For their part, landowners say they are free to do what they want with their own property. In Wilmington, Ohio, local media report that Amazon Web Services will create 100 permanent jobs with a payroll of $8m. The community was previously left stranded by a major multinational when in 2009 the closure of a DHL Express facility eliminated more than 8,000 jobs, devastating the local economy.
But skeptics say their voices are not being heard, and in neighborhoods across the city of 12,000 residents, lawn signs opposing the datacenter are growing in number.
Some say the first they heard of the datacenter project was during a school board meeting held at 7.15am last November that approved a compensation agreement with Amazon. Furthermore, Wilmington’s city council wants to rezone an additional 545 acres from “rural residential” to a category that allows for the construction of data storage facilities.

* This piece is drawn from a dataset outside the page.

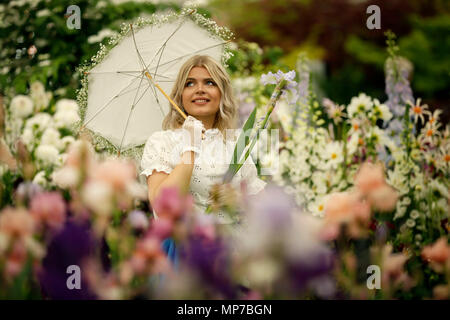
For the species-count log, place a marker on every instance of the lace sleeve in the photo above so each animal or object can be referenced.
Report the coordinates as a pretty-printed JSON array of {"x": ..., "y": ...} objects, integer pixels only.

A tract of agricultural land for sale close to the planned location of the proposed datacenter increased from under $10m in 2021 to $21m last August. The Clinton county auditor’s office shows the property, which spans more than 280 acres, is part owned by a city council member, who didn’t respond to emails from the Guardian.
Standing in a new housing development that abuts the proposed datacenter site, Koger Kidd, who admits he’s a regular user of artificial intelligence apps, points out just how close the site is to residential homes.
“There will be backup generators here. It could get really loud,” he says.
Amazon Web Services and Wilmington’s city council didn’t respond to questions emailed from the Guardian.